Neste Dia Mundial da Segurança e Saúde no Trabalho, a atenção se volta para uma ferida muitas vezes invisível: o adoecimento psíquico no ambiente laboral. O Dr. Manoel Jorge e Silva Neto, Subprocurador Geral do Trabalho e professor de Direito Constitucional, adverte que o cuidado com a mente do trabalhador não é uma escolha das empresas, mas uma obrigação ditada pela Constituição Federal. Segundo ele, o princípio da dignidade da pessoa humana é a bússola que deve guiar qualquer relação de emprego.

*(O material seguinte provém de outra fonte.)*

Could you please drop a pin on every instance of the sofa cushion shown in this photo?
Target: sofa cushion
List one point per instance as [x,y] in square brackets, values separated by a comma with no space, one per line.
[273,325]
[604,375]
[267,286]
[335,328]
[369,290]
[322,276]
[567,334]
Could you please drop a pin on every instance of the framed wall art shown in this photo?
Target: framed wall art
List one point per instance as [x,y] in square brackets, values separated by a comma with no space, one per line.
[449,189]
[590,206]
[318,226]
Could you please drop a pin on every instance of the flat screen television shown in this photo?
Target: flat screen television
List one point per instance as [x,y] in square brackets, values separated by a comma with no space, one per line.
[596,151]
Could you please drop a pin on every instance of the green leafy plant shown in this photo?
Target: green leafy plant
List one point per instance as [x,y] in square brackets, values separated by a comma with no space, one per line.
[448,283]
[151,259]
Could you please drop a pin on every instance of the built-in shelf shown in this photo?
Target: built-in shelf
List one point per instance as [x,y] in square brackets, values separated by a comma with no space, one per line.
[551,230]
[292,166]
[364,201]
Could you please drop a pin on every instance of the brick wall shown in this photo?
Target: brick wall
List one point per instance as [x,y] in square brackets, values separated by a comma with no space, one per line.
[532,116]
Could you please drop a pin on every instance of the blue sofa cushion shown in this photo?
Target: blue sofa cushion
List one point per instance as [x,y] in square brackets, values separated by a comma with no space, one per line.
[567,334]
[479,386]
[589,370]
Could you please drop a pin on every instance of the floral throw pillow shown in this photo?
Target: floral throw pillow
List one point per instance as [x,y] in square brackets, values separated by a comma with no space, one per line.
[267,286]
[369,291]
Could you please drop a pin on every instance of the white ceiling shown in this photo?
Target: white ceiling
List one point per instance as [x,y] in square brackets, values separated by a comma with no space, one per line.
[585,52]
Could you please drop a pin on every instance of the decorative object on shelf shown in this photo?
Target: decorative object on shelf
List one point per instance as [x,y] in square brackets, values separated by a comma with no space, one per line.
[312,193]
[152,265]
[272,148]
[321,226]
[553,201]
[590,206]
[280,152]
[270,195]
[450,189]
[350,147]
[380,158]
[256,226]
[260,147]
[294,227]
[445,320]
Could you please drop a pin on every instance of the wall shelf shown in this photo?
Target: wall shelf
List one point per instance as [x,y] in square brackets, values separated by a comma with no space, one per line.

O escudo da Constituição e a dignidade humana
Para o jurista, a proteção começa na base da nossa lei maior, que exige a redução dos riscos no trabalho. “A Constituição promove essa proteção, seja no valor fonte de todo o sistema normativo brasileiro, que é a dignidade da pessoa humana, seja de modo específico para determinar a redução dos riscos”, explica. Dr. Manoel Jorge e Silva Neto ressalta também que falar em saúde mental não é novo: “Não se pode cogitar de pessoa humana sem proteção à sua saúde mental. O reconhecimento da saúde mental como um dado inseparável da pessoa é o que se destaca na atualidade”.
O papel do Estado
Essa rede de proteção envolve até o sistema público de saúde, pois vigiar o ambiente de trabalho é dever do Estado. “Até mesmo o SUS tem a atribuição de proteger o meio ambiente, nele compreendido o do trabalho”, afirma o Subprocurador.
Leis atuais e riscos invisíveis
Sobre os desafios modernos, como o burnout, o Brasil já possui as ferramentas necessárias, como a Norma Regulamentadora nº 1 (NR-1). “Considero que a legislação nacional é suficiente para a proteção da saúde mental no trabalho, especificamente agora com a norma que trata dos riscos psicossociais”, defende o jurista. O grande desafio atual, portanto, é tirar essas regras do papel e garantir que sejam aplicadas de forma prática e eficaz no dia a dia das empresas.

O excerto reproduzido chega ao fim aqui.